3. Based on age-adjusted metrics, is this prospect ahead or behind the development curve?
4. What level should this prospect be promoted to next, and why?
Breakout Candidate Identification
**Prospect Comparison**:
| Metric | Prospect A | Prospect B | Prospect C |
|--------|-----------|-----------|-----------|
| Current wRC+ | 105 | 118 | 98 |
| Chase Rate Change | -4.5% | -1.2% | +2.1% |
| Zone Contact Change | +3.2% | +1.8% | -0.5% |
| Avg EV Change | +2.1 mph | +0.8 mph | +3.5 mph |
| Barrel Rate | 8.5% | 11.2% | 6.8% |
| Age | 22 | 24 | 21 |
**Questions**:
1. Calculate a composite breakout score for each prospect
2. Which prospect shows the most promising leading indicators?

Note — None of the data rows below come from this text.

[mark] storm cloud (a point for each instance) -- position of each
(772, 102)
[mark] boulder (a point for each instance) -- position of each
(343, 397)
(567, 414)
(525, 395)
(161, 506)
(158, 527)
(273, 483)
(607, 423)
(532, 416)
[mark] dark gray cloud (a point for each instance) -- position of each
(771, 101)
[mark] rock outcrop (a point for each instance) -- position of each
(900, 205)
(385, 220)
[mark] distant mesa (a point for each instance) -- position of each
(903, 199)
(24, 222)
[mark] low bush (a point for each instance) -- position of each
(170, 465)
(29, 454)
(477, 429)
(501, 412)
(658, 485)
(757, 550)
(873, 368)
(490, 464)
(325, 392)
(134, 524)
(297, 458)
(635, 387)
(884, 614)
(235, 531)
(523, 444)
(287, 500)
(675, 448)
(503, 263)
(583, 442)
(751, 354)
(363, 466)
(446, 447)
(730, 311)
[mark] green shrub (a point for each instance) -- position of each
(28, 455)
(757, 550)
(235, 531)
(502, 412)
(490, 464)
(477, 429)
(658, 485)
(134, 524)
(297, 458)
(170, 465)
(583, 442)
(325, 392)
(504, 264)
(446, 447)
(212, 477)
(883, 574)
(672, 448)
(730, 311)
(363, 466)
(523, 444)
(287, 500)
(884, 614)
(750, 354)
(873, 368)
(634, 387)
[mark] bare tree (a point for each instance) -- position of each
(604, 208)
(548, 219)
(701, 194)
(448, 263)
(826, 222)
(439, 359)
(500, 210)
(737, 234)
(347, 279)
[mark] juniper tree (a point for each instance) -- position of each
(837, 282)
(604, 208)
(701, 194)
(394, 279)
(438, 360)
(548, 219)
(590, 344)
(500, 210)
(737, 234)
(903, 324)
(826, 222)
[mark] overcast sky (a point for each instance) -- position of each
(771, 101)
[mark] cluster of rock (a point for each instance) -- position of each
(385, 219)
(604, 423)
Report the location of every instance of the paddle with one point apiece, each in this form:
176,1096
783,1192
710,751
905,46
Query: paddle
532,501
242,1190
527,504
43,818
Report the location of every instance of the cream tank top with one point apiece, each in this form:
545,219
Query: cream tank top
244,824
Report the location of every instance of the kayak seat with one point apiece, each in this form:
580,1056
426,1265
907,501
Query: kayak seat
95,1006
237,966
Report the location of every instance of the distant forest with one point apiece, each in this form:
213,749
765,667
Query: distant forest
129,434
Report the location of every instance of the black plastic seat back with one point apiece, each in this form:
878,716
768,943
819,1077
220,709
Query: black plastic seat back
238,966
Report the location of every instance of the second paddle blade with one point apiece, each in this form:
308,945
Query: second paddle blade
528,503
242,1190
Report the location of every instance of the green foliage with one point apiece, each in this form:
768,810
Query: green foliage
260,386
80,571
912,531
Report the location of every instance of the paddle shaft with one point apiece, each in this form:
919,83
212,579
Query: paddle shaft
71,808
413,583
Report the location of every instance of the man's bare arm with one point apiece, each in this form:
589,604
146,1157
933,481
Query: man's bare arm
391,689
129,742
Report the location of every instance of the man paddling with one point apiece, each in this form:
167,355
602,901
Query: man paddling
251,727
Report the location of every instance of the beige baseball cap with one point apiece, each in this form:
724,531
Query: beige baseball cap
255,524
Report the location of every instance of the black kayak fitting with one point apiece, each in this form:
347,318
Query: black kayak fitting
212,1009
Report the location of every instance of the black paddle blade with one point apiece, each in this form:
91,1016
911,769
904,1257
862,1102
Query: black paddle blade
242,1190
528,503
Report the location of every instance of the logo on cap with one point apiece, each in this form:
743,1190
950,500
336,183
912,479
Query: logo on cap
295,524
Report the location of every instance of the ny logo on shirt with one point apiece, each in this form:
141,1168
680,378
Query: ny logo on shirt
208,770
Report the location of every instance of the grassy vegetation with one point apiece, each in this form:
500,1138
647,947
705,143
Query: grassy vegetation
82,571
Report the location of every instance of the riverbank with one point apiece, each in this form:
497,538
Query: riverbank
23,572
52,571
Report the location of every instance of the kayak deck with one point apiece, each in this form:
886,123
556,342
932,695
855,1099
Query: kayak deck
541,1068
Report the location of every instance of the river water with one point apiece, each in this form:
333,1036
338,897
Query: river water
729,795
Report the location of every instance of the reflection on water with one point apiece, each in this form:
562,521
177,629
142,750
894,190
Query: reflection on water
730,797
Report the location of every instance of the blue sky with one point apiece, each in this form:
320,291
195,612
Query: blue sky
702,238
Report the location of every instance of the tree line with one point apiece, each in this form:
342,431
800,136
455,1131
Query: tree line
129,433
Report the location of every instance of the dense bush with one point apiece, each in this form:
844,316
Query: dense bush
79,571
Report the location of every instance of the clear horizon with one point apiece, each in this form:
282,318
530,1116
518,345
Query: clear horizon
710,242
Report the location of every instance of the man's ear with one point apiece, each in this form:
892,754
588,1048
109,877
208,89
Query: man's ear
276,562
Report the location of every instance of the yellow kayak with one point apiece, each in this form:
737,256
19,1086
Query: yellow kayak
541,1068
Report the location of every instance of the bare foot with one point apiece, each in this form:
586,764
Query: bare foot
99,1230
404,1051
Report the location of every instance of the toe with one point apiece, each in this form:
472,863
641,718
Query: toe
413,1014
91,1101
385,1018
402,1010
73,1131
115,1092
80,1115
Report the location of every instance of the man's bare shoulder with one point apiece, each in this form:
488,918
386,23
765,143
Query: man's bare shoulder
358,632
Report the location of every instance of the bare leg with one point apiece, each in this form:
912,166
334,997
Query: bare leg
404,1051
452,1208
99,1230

3. What specific improvements drive your choice?
4. What realistic wRC+ would you project for each prospect next season?
International Prospect Translation
**Player Data**:
```
Player: OF, Age 26
League: KBO (Korean Baseball Organization)
Stats: .318 AVG, .385 OBP, .538 SLG, 28 HR, 550 PA
9.5% BB%, 15.2% K%, .220 ISO
Previous MLB exposure: None
```
**Questions**:
1. Translate the KBO statistics to MLB equivalents using appropriate league factors
2. What MLB slash line would you project for Year 1?
3. What is the biggest risk factor in this projection?
4. How would your projection change if the player were age 23 instead of 26?